I currently work on Windows, where our team focuses on making your PC experience more powerful and delightful with AI, while also scaling new tooling across the studio.
I'm a self-taught designer with an engineering background, specializing in simple and effortless experiences for both the devices we use today and the ones we'll use in the future. Crafting high-quality products that people love to use is my passion, and I work tirelessly to achieve that goal.
Using the medium of motion and rapid prototyping I bring these experiences to life, visualizing the smallest interactions to entire user journeys. I strongly believe in open design, and encourage co-creation that can help deliver a better solution for users.
Accessibility and inclusion sit at the center of my process — technology should empower everyone and nobody should be left with a subpar experience.
I'm currently a Senior Designer at Microsoft, where I currently work on Windows AI.
Previously a Design Intern at Microsoft, where I was involved with products used by millions of people around the world. Check them out: Surface Duo, SwiftKey, Fluent Icons. Before that, I worked independently on critically acclaimed concepts both by myself and friends.
BSc Computer Science graduate — First Class Honours.
Awarded 2018-19 Microsoft MVP (Most Valuable Professional) for Windows Design.
One-handed navigation and feature parity with Edge on desktop.
Not affiliated with Microsoft
Microsoft Edge for iOS redesign isn't affiliated with Microsoft. Concepts and mockups shown do not represent any product plans past, present, or future.
Microsoft Edge for iOS in 2019 has two gaps worth closing.
The first is that it sits behind its desktop sibling on most of what makes Edge distinctive: Cortana-powered search suggestions, cross-device tab sync, inking. The desktop version has all three; the iOS version doesn't yet.
The second is broader. No mobile browser, Edge included, has adopted the best mobile navigation model the industry has produced. Windows Phone had it right years ago: every primary control at the bottom of the screen, where the thumb actually lives. Every iOS browser since has compromised, with an address bar at the top and a toolbar at the bottom, forcing the user's hand across the device to reach the thing they use most.
This concept proposes a version of Edge for iOS that closes both gaps.
Bottom-mounted navigation
The ergonomics aren't a research question. On our increasingly large phone screens, reaching the top edge requires the user to either re-grip the device or stretch a thumb across the screen.

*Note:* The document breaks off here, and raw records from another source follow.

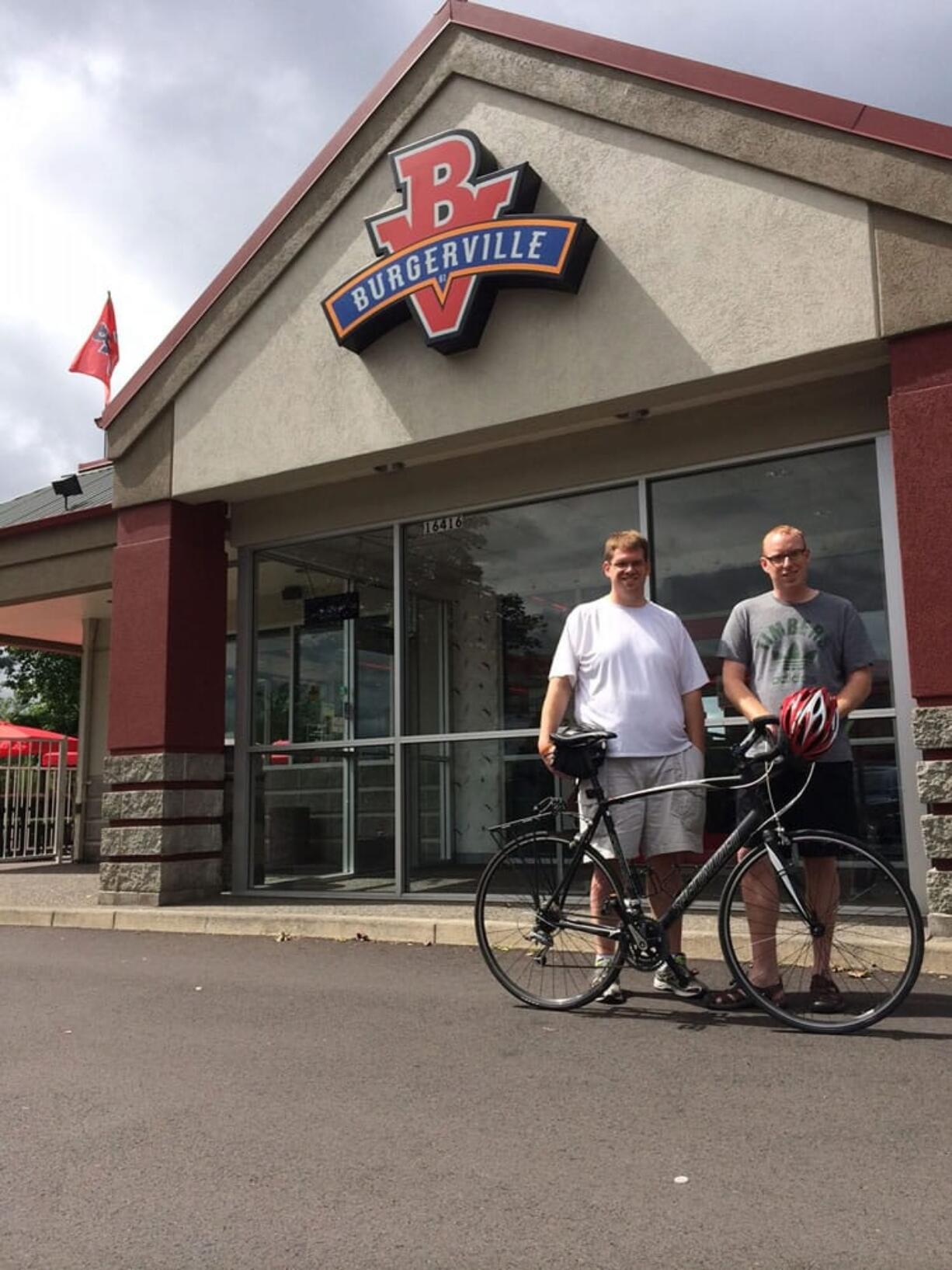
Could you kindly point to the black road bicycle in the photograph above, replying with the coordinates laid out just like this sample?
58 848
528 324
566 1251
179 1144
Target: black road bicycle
537 932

Both are interaction costs. The bottom edge, by contrast, is the most reliable target zone on a modern phone. The thumb returns there at rest, and Apple's own home indicator has anchored user expectation around the lower edge as the navigational floor of the device.
Edge's primary controls belong there: the address bar, tab switcher, and menu.
Bottom-mounted navigation puts every primary control under the thumb.
The menu slides up from the bottom rather than dropping in from the top, preserving the gesture geometry of the rest of the surface. Its items run full-width for larger tap targets.
Synced tabs
Internet Explorer 11 on Windows 8.1 and Windows Phone 8.1 had open tab sync between devices. Edge for iOS today syncs favorites and supports Continue on PC for handing a tab off, but it doesn't yet expose your open tabs across devices the way Chrome and Safari do. That's a feature-parity gap with both Edge's own history and the rest of the field.
Tab syncing between an iPhone and a Windows PC.
Closing that gap is straightforward. The interesting part is what becomes possible once sync exists: when a user has a tab open on one device and picks up another, a system notification offers to continue the session. One tap and the page is in front of them on the new device.
Picking up an iPhone session via a notification on a Mac.
The tab view itself went through a few iterations. The earliest used Microsoft's iOS Fabric segmented control; the version that landed picks up the new iOS 13 segmented control with shadow depth, which sits more naturally next to Fluent's material language.
Tab view evolution, from the Fabric segmented control to the iOS 13 version.
On iPad, the tabs adopt the rounded corners of desktop Edge. The larger surface allows the desktop visual language to come across without compression.
The tab bar in Edge for iPad picks up the shape of its desktop counterpart.
Hub, settings, search
The Hub and Settings surfaces use iOS 13's new modal panel with a card-style sheet that sits in the foreground while the parent context is dimmed behind, swipe-down to dismiss. It frames both surfaces as temporary rather than separate destinations.
The Favorites section of the Hub and the redesigned Settings menu.
Search picks up a Cortana suggestion region, mirroring the suggestion area in current Edge for Windows. Edge desktop's search leans on Cortana to surface top sites and knowledge results and this brings mobile into parity.
Cortana suggestions in the iOS search experience.
Inking on iPad
Edge desktop has had inking since launch. One click and you can annotate a page, save a Web Note, and share it. iPad has the surface and the pen support to make the same experience work, and arguably suits it better as a more deliberate annotation device than a mouse-driven desktop. The redesign brings the desktop's inking tools across.
Inking in Edge for iPad.
Dark mode for iOS 13
iOS 13's system-wide dark mode arrives later this year with its own treatment guidelines. The Edge dark interface gets a refresh against those.